Мамед морщится и отводит глаза.
– Саша, отвали! Я тебя очень прошу! – говорит он раздраженно.
– Вы что, совсем ничего не поняли?! – голос Смольникова звучит с надрывом, умоляюще. Он пятится назад, от недостатка воздуха рука его инстинктивно тянется к горлу. Из последних сил он поворачивается к двери и пробивает своим телом загустевший воздух.
«Дин-дон!» – раздается в прихожей. Кто-то звонит в дверь. Смольников на секунду замирает, лихорадочно обдумывая, как действовать дальше.
– Саша! – слышит он голос Мариам снаружи. Сладкий ее голос, помноженный на гулкое эхо из лестничной площадки. – Саша, открой!

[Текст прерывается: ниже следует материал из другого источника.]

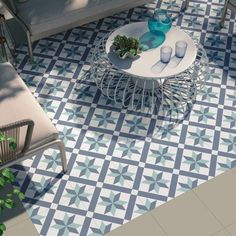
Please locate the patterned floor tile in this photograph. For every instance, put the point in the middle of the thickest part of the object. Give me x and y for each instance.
(122, 164)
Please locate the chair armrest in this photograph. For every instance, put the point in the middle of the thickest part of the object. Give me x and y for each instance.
(18, 124)
(10, 5)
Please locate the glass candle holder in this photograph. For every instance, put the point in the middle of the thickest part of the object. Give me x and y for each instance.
(180, 48)
(166, 52)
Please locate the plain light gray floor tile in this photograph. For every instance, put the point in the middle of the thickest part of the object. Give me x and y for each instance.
(186, 216)
(141, 226)
(219, 195)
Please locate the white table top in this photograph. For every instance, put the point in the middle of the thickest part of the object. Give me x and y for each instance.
(141, 67)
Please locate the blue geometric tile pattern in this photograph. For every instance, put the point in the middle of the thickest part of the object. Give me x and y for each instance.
(121, 163)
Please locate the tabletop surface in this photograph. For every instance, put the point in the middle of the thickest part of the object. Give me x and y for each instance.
(141, 67)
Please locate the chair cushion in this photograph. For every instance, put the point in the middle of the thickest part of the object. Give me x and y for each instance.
(17, 103)
(44, 15)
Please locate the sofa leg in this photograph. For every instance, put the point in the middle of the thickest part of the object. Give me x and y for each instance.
(63, 156)
(30, 50)
(186, 4)
(222, 21)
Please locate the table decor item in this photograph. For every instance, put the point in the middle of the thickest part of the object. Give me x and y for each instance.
(126, 47)
(160, 22)
(158, 26)
(133, 83)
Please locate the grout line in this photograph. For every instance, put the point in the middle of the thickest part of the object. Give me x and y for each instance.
(158, 223)
(209, 211)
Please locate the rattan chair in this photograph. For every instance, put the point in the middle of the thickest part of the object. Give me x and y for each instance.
(229, 4)
(21, 132)
(23, 119)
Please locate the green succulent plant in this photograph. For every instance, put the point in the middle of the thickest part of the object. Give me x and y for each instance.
(124, 44)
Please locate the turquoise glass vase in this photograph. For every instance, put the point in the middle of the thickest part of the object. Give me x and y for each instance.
(160, 22)
(158, 26)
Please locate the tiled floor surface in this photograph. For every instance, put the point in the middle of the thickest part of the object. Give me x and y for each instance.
(207, 210)
(115, 173)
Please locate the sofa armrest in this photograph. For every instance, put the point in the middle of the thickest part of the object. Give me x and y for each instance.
(13, 129)
(10, 5)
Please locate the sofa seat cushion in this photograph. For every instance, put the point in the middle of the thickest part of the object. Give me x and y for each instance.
(17, 103)
(43, 15)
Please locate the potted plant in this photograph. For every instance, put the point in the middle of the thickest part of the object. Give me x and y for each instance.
(7, 177)
(126, 46)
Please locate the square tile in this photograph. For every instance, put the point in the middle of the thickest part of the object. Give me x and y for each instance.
(192, 210)
(213, 195)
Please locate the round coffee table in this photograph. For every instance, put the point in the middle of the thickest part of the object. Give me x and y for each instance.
(135, 84)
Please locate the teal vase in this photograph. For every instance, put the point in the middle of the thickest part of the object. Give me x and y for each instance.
(158, 26)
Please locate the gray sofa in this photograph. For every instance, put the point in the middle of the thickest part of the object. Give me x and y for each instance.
(42, 18)
(23, 119)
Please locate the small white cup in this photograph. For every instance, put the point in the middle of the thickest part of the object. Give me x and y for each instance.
(180, 48)
(166, 52)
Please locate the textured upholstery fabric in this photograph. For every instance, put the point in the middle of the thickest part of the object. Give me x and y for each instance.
(233, 2)
(43, 15)
(17, 103)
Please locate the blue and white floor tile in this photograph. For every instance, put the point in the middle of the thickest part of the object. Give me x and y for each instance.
(122, 164)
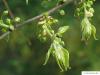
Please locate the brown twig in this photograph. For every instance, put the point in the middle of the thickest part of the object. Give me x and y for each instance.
(37, 17)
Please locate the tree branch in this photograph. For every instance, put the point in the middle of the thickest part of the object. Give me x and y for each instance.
(37, 17)
(7, 7)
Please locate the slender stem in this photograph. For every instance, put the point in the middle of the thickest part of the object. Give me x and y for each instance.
(37, 17)
(8, 8)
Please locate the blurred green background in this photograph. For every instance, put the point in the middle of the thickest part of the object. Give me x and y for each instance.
(24, 54)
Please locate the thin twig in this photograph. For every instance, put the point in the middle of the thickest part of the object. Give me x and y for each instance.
(8, 8)
(37, 17)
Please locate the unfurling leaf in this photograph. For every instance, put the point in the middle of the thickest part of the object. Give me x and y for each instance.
(61, 55)
(87, 29)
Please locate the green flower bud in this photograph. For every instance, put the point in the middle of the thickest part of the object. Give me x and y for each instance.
(5, 12)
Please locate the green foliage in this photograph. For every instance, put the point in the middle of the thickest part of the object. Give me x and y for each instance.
(86, 11)
(6, 24)
(56, 49)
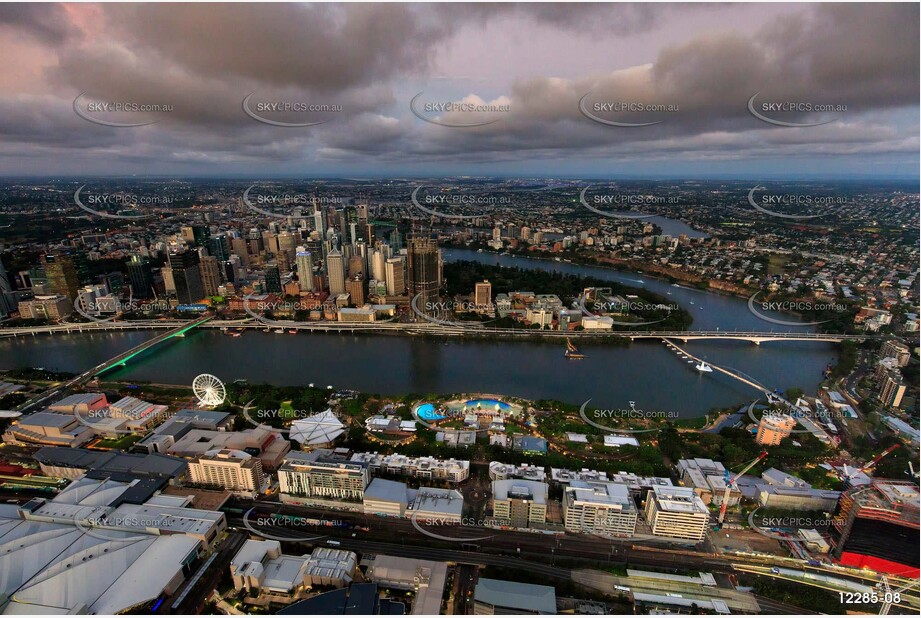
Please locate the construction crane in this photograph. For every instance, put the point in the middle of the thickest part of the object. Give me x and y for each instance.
(877, 459)
(870, 465)
(890, 597)
(730, 483)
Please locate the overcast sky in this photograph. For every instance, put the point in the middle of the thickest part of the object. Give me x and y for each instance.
(535, 61)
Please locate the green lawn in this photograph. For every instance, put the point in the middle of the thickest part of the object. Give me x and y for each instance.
(123, 442)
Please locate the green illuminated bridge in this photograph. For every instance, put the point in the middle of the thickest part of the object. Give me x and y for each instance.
(120, 360)
(123, 358)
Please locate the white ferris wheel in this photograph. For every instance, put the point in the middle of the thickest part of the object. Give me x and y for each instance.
(209, 390)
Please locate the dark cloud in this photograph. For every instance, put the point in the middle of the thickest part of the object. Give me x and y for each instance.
(203, 59)
(46, 22)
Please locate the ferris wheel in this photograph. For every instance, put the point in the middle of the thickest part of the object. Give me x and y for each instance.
(209, 390)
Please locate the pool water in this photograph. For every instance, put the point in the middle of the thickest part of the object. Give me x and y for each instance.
(426, 411)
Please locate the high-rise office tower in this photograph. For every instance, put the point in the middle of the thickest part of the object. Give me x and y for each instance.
(319, 219)
(140, 274)
(186, 276)
(355, 287)
(7, 300)
(270, 242)
(219, 247)
(305, 270)
(356, 265)
(200, 235)
(364, 227)
(377, 266)
(335, 270)
(62, 275)
(483, 295)
(287, 242)
(210, 271)
(272, 279)
(393, 275)
(423, 269)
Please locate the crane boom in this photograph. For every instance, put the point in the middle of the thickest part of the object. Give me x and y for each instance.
(879, 457)
(732, 481)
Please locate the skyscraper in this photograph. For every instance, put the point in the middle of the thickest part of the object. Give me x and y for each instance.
(393, 275)
(272, 279)
(7, 300)
(355, 286)
(219, 247)
(305, 270)
(210, 275)
(423, 269)
(140, 275)
(483, 295)
(377, 266)
(356, 265)
(62, 276)
(335, 269)
(186, 276)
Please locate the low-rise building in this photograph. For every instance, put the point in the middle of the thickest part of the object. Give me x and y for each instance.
(425, 578)
(308, 478)
(428, 468)
(436, 505)
(522, 503)
(784, 491)
(386, 498)
(772, 428)
(677, 512)
(236, 471)
(497, 597)
(46, 308)
(605, 509)
(708, 478)
(259, 566)
(72, 463)
(499, 471)
(268, 445)
(49, 428)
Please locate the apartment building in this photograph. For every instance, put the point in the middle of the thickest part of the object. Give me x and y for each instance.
(234, 470)
(523, 503)
(428, 468)
(305, 478)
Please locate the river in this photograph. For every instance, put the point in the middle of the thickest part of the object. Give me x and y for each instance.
(645, 372)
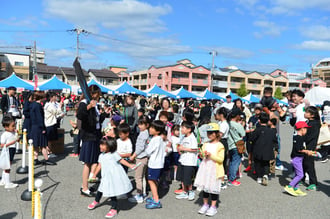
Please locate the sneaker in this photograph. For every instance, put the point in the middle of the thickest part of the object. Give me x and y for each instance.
(203, 209)
(249, 168)
(183, 195)
(191, 195)
(11, 186)
(265, 180)
(111, 213)
(281, 167)
(153, 205)
(211, 212)
(234, 183)
(223, 186)
(259, 180)
(290, 190)
(311, 187)
(93, 205)
(300, 193)
(136, 199)
(178, 191)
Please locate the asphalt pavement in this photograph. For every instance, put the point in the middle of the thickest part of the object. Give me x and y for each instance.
(61, 197)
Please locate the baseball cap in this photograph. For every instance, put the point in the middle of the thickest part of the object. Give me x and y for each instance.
(212, 127)
(301, 124)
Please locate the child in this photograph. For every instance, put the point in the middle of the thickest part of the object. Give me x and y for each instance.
(156, 154)
(114, 181)
(263, 140)
(188, 159)
(175, 138)
(314, 121)
(141, 157)
(8, 139)
(124, 143)
(210, 172)
(297, 156)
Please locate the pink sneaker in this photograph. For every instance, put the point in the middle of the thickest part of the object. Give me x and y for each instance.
(93, 205)
(111, 213)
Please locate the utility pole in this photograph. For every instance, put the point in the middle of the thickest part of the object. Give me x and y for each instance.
(213, 53)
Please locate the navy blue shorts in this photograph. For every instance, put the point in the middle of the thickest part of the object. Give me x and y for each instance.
(154, 174)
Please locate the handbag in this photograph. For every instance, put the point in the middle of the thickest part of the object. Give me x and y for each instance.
(324, 136)
(4, 159)
(240, 144)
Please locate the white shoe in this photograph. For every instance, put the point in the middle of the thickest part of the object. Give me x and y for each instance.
(11, 186)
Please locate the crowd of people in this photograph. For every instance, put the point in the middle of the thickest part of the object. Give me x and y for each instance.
(170, 140)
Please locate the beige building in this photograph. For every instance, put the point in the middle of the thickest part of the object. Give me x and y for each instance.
(322, 70)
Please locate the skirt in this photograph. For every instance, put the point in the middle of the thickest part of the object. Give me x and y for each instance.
(52, 133)
(90, 151)
(206, 179)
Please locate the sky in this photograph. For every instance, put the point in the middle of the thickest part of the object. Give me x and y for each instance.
(255, 35)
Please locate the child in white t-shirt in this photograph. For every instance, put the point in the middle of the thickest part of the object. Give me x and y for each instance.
(8, 139)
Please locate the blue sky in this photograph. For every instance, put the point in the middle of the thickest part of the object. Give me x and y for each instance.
(260, 35)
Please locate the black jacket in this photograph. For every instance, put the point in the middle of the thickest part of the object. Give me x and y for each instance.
(264, 141)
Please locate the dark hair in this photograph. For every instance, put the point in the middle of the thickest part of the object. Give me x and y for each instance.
(111, 143)
(313, 111)
(188, 125)
(188, 114)
(7, 120)
(264, 118)
(170, 116)
(175, 108)
(123, 128)
(298, 92)
(268, 90)
(144, 120)
(158, 125)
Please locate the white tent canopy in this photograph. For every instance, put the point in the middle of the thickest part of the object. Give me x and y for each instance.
(318, 95)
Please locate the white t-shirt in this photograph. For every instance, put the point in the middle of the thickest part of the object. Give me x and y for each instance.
(224, 128)
(189, 158)
(7, 137)
(175, 142)
(124, 147)
(156, 153)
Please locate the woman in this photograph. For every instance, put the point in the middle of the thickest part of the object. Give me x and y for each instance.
(38, 128)
(90, 134)
(53, 112)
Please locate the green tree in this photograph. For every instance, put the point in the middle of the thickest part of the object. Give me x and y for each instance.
(242, 91)
(278, 93)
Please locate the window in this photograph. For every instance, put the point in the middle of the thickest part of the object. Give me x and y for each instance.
(19, 63)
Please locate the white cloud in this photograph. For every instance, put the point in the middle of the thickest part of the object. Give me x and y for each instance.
(268, 28)
(317, 32)
(315, 45)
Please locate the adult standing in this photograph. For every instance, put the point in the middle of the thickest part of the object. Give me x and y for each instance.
(9, 103)
(53, 113)
(38, 128)
(90, 134)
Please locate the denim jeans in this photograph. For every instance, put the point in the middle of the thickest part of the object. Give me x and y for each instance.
(235, 160)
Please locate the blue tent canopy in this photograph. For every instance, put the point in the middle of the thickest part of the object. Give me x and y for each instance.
(54, 84)
(208, 95)
(15, 81)
(183, 93)
(157, 90)
(103, 88)
(125, 88)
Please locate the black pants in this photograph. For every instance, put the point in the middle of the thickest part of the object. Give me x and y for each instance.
(214, 197)
(113, 200)
(309, 167)
(261, 167)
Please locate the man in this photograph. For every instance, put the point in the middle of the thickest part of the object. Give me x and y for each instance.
(9, 103)
(228, 104)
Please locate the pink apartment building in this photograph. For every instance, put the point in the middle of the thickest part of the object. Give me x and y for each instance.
(172, 77)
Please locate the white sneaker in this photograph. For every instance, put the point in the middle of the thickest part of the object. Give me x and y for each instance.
(211, 212)
(11, 186)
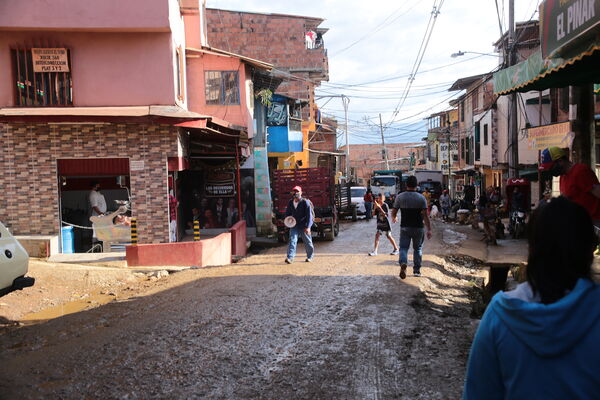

Он делает рывок в ее сторону, но в последний момент осознает, что дверь открывать нельзя, ни в коем случае. Он опоздал, и прекрасно это понимает.
– Маш, сюда входить нельзя! – орет он что есть силы.
– Александр?! – кажется, она услышала его. – Вы что, заснули? Открывайте!
До него доносится, как Мариам звенит ключами и вслед за этим громко щелкает замок. Смольников отступает назад, в гостиную и закрывает за собой дверь, этот последний рубеж между теми, кто остается и теми, кто собрался уходить. Через пару секунд, сквозь цветные витражи, которыми украшена дверь, он видит лицо Маши.
– Ну, хватит шутить! – обиженно звучит ее голос. – Вы что, разыгрываете меня?!
– Маша, не входи сюда! Мы заразные! Беги! – орет он, жестоко страдая от недостатка воздуха. Он прижимается спиной к створке, с твердым намерением не пропустить Машу в гостиную. Чувствует, как она отчаянно крутит и дергает ручку.
– Руслан! – кричит хозяйка, почти на визге. – Руслан, быстрее сюда!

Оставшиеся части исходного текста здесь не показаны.